41話・竜王陛下の宮殿
「竜王陛下」
「何だ? ロージイ」
「お番さまにあの宮殿はお見せしたのですか?」
「まだだ。これから連れて行く予定だ」
「そうでしたか。余計なことを申し上げました」
「宮殿って?」
ノクティスと、ロージイとの会話で気になる言葉が出て来て、アーシアが隣のノクティスを伺えば、じゃあ、行くかと彼は立ち上がった。
「ノク?」
「邪魔したな。ロージイ、チム」
「また、お越しくださいませ」
彼は再び、指を鳴らした。またどこかに転移したようだ。次に連れて来られたのは、目も眩むような白亜の宮殿だった。
「ここはどこ?」
「ノースデン山にある我の宮殿だ」
「ノースデン山にこのような壮大な建物があったなんて……」
アーシアは驚いた。
「普段は結界に覆われていて人の目では見えないからな。ノースデン山の山頂にある」
「あなたと出会ってから驚くことばかりだわ」
「退屈する暇がなくて面白いだろう?」
「それはそうだけど」
おいで。と、ノクティスに手を引かれ、ある部屋へと案内された。薄絹の天蓋付きの寝室に、クローゼットルーム。応接間などあった。応接間の床はガラス張りで川が流れていて、天井は丸いガラスになっていて空が望めた。
「ここはそなたの部屋だ。我の部屋とドア一枚で繋がっている」
「素敵」
「この城を作ったのもノームだ」
「ええ。あの小人さん達が?」
「彼らは凄い能力の持ち主だからな。食べ物以外は大体の物は石から生み出せる。庭園の庭木も花も蝶や虫さえも石で出来ている」
「もう驚きしかないわ。服や靴も?」
「勿論」
ベッドに腰かけると、隣にノクティスが座ってきた。
「結婚したらここが新居になる予定だ」
「良いわね。楽しみだわ」
兄の手でアーシアは、アイオライト公爵との婚約が結ばれていた。三か月後の誕生日に挙式することも決まっていた。
「いま、ロージイ達にはあるものを頼んである」
「花嫁のドレス? 花婿の衣装かしら?」
「それはもう作らせた」
「なあに?」
「おまえのティアラだ。プレゼントすると言っていただろう?」
「覚えてくれていたのね。嬉しい。人生初のティアラね」
アーシアがノクティスの腕に自分の腕を絡ませると、彼は彼女に顔を寄せた。
「挙式は盛大に出来ないが、せめて身に纏うものくらいは最高の物で仕立てる」
「わたくしはあなたと一緒にいられるだけで幸せ。これ以上のものを望んだら不幸になりそうで怖いわ」
ノクティスは、この国ではアイオライト公爵の地位を持つ。その彼のもとへ嫁入りするので降嫁となる。ノクティスの国へ行けば、竜王陛下の妃として盛大に挙式をあげることも出来ただろう。そうなると竜人国の王と、ヴィジリタス国の王女の婚姻となり大規模なものとなる。二人はそれを望まなかった。
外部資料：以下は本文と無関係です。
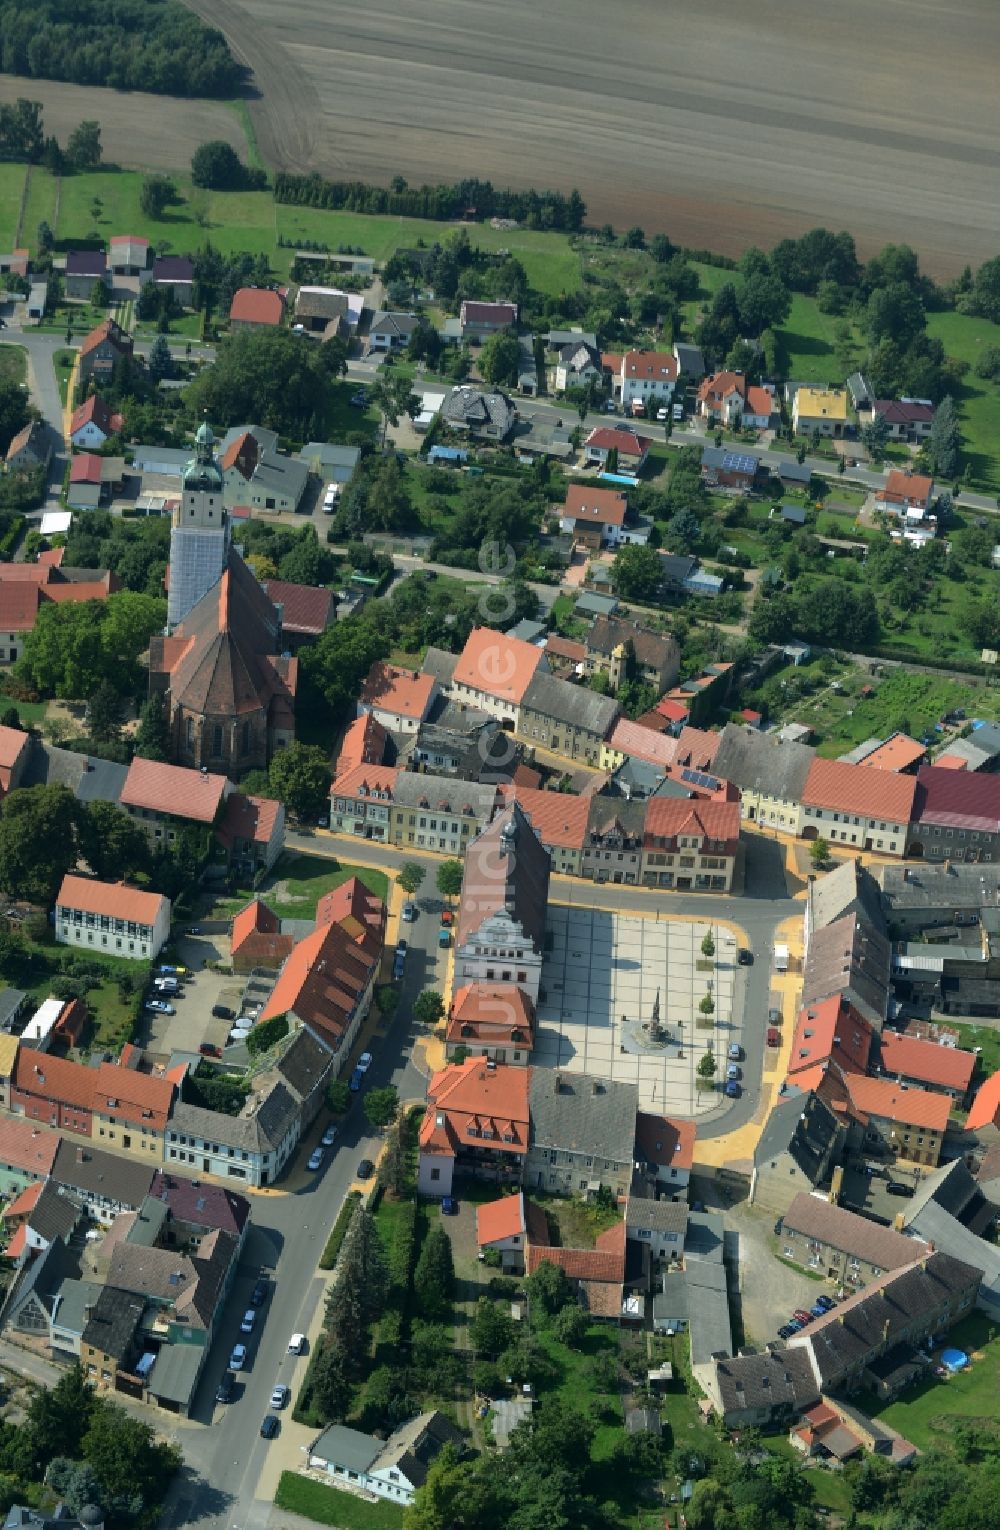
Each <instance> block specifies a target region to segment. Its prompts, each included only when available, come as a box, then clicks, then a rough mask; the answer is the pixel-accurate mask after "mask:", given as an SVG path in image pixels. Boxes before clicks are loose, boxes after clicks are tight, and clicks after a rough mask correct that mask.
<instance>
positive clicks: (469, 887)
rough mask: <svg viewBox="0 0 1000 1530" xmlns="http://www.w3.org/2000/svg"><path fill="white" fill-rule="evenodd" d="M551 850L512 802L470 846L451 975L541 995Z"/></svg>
mask: <svg viewBox="0 0 1000 1530" xmlns="http://www.w3.org/2000/svg"><path fill="white" fill-rule="evenodd" d="M549 866H550V857H549V852H547V851H546V848H544V846H543V843H541V840H540V837H538V834H537V831H535V829H534V828H532V825H531V822H529V820H528V817H526V815H524V811H523V808H521V806H520V805H518V803H517V802H514V803H511V806H508V808H505V809H503V811H502V812H498V814H497V817H495V819H494V820H492V823H489V825H488V826H486V828H485V829H482V831H480V832H479V834H477V835H476V838H474V840H472V841H471V843H469V846H468V849H466V854H465V872H463V880H462V901H460V906H459V921H457V927H456V956H454V979H456V982H457V984H462V985H463V984H466V982H488V984H491V982H512V984H517V987H518V988H523V990H524V991H526V993H528V996H529V999H531V1002H532V1004H537V1002H538V987H540V982H541V962H543V950H544V927H546V903H547V895H549Z"/></svg>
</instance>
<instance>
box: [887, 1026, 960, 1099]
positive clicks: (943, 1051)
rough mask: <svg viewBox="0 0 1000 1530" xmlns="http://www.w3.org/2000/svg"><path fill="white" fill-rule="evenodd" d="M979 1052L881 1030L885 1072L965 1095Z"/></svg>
mask: <svg viewBox="0 0 1000 1530" xmlns="http://www.w3.org/2000/svg"><path fill="white" fill-rule="evenodd" d="M974 1069H976V1053H966V1051H962V1050H960V1048H959V1047H939V1043H937V1042H920V1040H916V1039H914V1037H913V1036H899V1033H898V1031H882V1073H890V1074H896V1076H898V1077H902V1079H917V1080H920V1082H922V1083H939V1085H942V1086H943V1088H946V1089H957V1091H959V1092H960V1094H965V1091H966V1089H968V1086H969V1085H971V1082H972V1073H974Z"/></svg>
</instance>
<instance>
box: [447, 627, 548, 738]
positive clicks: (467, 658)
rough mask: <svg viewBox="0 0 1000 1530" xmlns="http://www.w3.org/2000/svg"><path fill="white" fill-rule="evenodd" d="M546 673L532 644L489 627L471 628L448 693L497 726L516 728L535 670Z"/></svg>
mask: <svg viewBox="0 0 1000 1530" xmlns="http://www.w3.org/2000/svg"><path fill="white" fill-rule="evenodd" d="M547 669H549V661H547V659H546V656H544V653H543V652H541V649H537V647H534V644H531V643H524V641H523V640H521V638H511V636H508V633H506V632H495V630H494V629H492V627H472V630H471V632H469V635H468V640H466V644H465V647H463V649H462V653H460V655H459V659H457V662H456V667H454V675H453V679H451V693H453V695H454V696H456V699H457V701H468V702H471V704H472V705H474V707H482V710H483V711H488V713H489V716H491V718H498V719H500V722H514V724H515V722H517V716H518V707H520V704H521V701H523V698H524V692H526V690H528V685H529V684H531V681H532V679H534V676H535V670H541V672H547Z"/></svg>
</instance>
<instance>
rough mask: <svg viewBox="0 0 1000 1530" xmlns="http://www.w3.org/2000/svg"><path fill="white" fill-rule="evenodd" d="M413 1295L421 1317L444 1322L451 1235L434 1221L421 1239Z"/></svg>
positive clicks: (449, 1301)
mask: <svg viewBox="0 0 1000 1530" xmlns="http://www.w3.org/2000/svg"><path fill="white" fill-rule="evenodd" d="M413 1294H414V1297H416V1300H417V1310H419V1313H420V1316H422V1317H428V1319H430V1320H431V1322H445V1319H448V1317H451V1304H453V1299H454V1261H453V1258H451V1238H450V1236H448V1233H446V1232H445V1229H443V1226H442V1222H433V1224H431V1230H430V1232H428V1235H427V1238H425V1239H424V1247H422V1248H420V1258H419V1259H417V1262H416V1270H414V1271H413Z"/></svg>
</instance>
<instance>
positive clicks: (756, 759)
mask: <svg viewBox="0 0 1000 1530" xmlns="http://www.w3.org/2000/svg"><path fill="white" fill-rule="evenodd" d="M815 753H817V751H815V750H813V748H809V745H807V744H786V742H784V741H781V739H778V736H777V734H774V733H758V731H757V730H755V728H742V727H739V725H737V724H735V722H726V725H725V728H723V730H722V739H720V742H719V747H717V750H716V754H714V757H713V774H716V776H720V777H722V779H723V780H731V782H732V783H734V785H735V786H743V788H749V789H752V791H760V793H765V794H766V796H768V797H775V799H781V800H784V802H801V794H803V788H804V785H806V776H807V774H809V768H810V765H812V762H813V759H815ZM852 864H853V863H852ZM824 880H826V878H824Z"/></svg>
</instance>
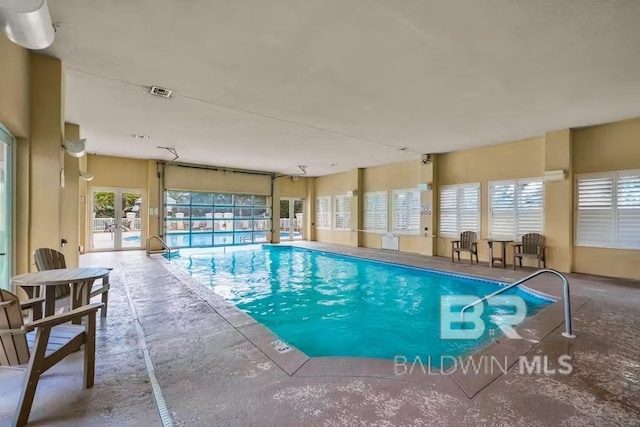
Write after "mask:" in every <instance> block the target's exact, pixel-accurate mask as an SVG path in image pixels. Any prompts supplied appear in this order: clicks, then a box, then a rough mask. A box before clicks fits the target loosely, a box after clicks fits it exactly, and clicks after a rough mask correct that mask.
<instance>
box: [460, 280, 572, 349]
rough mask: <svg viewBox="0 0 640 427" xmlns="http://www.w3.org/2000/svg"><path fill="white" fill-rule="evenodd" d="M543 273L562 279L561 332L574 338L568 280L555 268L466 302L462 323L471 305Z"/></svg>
mask: <svg viewBox="0 0 640 427" xmlns="http://www.w3.org/2000/svg"><path fill="white" fill-rule="evenodd" d="M544 273H550V274H554V275H556V276H558V277H559V278H560V280H562V285H563V299H564V325H565V331H564V332H563V333H562V336H563V337H565V338H575V337H576V336H575V335H574V334H573V329H572V327H571V296H570V294H569V281H568V280H567V278H566V277H565V276H564V274H562V273H560V272H559V271H556V270H552V269H549V268H545V269H542V270H538V271H536V272H535V273H533V274H531V275H529V276H527V277H525V278H524V279H521V280H518V281H517V282H514V283H512V284H510V285H509V286H505V287H504V288H501V289H498V290H497V291H495V292H494V293H492V294H489V295H486V296H484V297H482V298H480V299H478V300H477V301H474V302H472V303H471V304H467V305H465V306H464V307H463V308H462V310H461V311H460V314H461V315H462V323H464V313H465V312H466V311H467V310H469V309H470V308H471V307H474V306H476V305H478V304H481V303H483V302H485V301H486V300H488V299H489V298H493V297H494V296H496V295H499V294H501V293H503V292H506V291H508V290H509V289H511V288H514V287H516V286H518V285H521V284H523V283H525V282H527V281H529V280H531V279H533V278H534V277H537V276H539V275H541V274H544Z"/></svg>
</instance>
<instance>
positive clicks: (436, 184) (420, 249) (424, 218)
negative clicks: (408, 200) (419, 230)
mask: <svg viewBox="0 0 640 427" xmlns="http://www.w3.org/2000/svg"><path fill="white" fill-rule="evenodd" d="M437 162H438V156H437V155H435V154H432V155H431V161H430V163H429V164H422V162H421V163H420V184H427V185H429V188H430V189H428V190H426V191H422V192H421V193H420V208H421V209H420V211H421V215H420V239H421V243H420V254H421V255H427V256H435V255H436V253H437V251H436V249H437V248H436V242H437V239H436V236H437V230H436V224H437V223H436V221H437V218H438V212H437V208H438V206H437V202H438V199H437V196H436V195H437V194H438V183H437V175H436V165H437Z"/></svg>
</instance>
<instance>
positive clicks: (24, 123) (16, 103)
mask: <svg viewBox="0 0 640 427" xmlns="http://www.w3.org/2000/svg"><path fill="white" fill-rule="evenodd" d="M30 60H31V59H30V54H29V51H28V50H26V49H23V48H21V47H19V46H17V45H15V44H14V43H11V42H10V41H9V40H8V39H7V38H6V37H5V36H4V34H0V123H2V124H3V125H4V126H6V127H7V129H9V130H10V131H11V133H13V135H14V136H16V137H28V136H29V86H30V81H29V77H30V72H31V66H30Z"/></svg>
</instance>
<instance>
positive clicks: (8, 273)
mask: <svg viewBox="0 0 640 427" xmlns="http://www.w3.org/2000/svg"><path fill="white" fill-rule="evenodd" d="M12 143H13V137H12V136H11V134H10V133H9V131H8V130H6V129H5V128H4V127H3V126H2V125H0V288H3V289H9V277H10V276H11V272H12V266H13V262H12V257H11V254H12V252H13V251H12V247H11V245H12V240H11V231H12V225H13V221H12V217H13V215H12V213H13V203H12V200H13V199H12V194H13V192H12V182H13V181H12V179H11V178H12V169H11V166H12V151H11V148H12Z"/></svg>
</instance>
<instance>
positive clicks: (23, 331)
mask: <svg viewBox="0 0 640 427" xmlns="http://www.w3.org/2000/svg"><path fill="white" fill-rule="evenodd" d="M100 306H102V304H90V305H86V306H84V307H81V308H78V309H76V310H73V311H70V312H68V313H64V314H58V315H55V316H49V317H45V318H44V319H40V320H36V321H34V322H31V323H27V324H26V325H25V324H24V323H23V319H22V308H21V306H20V301H19V300H18V297H17V296H16V295H14V294H12V293H11V292H9V291H5V290H3V289H0V366H21V365H26V375H25V378H24V381H23V384H22V391H21V393H20V399H19V402H18V408H17V409H16V414H15V419H14V420H13V422H14V425H16V426H23V425H25V424H27V422H28V421H29V413H30V412H31V406H32V405H33V398H34V396H35V394H36V388H37V387H38V381H39V380H40V376H41V375H42V374H43V373H45V372H46V371H47V370H49V368H51V367H52V366H54V365H55V364H56V363H58V362H59V361H61V360H62V359H64V358H65V357H67V356H68V355H70V354H71V353H74V352H76V351H79V350H80V348H81V347H82V346H83V345H84V387H85V388H91V387H93V381H94V372H95V332H96V311H98V309H99V308H100ZM83 317H86V318H87V321H86V322H85V326H76V325H64V326H62V324H64V323H67V322H69V321H71V320H80V319H82V318H83Z"/></svg>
ノクティスもこの国では、自分の正体を知られるのを避けるように、人との関わりをあまり持とうとしてこなかったので、「人間嫌いで偏屈者」と思わせてきた。そのアイオライト公爵が実は竜人で、しかもその国の王だ等と知られれば、平穏に暮せるわけがない。
その為アーシアは、自分は王女でも、降嫁する身なのだから臣下の身に相応しい挙式をと、慎ましい形での挙式を望んだ。
それが一部の高位貴族に称賛を得たようで、王妃が面白く思っていないらしいという話も聞こえてくるが、自分は王宮を去る身なのだから、放っておいて欲しいとアーシアは思っていた。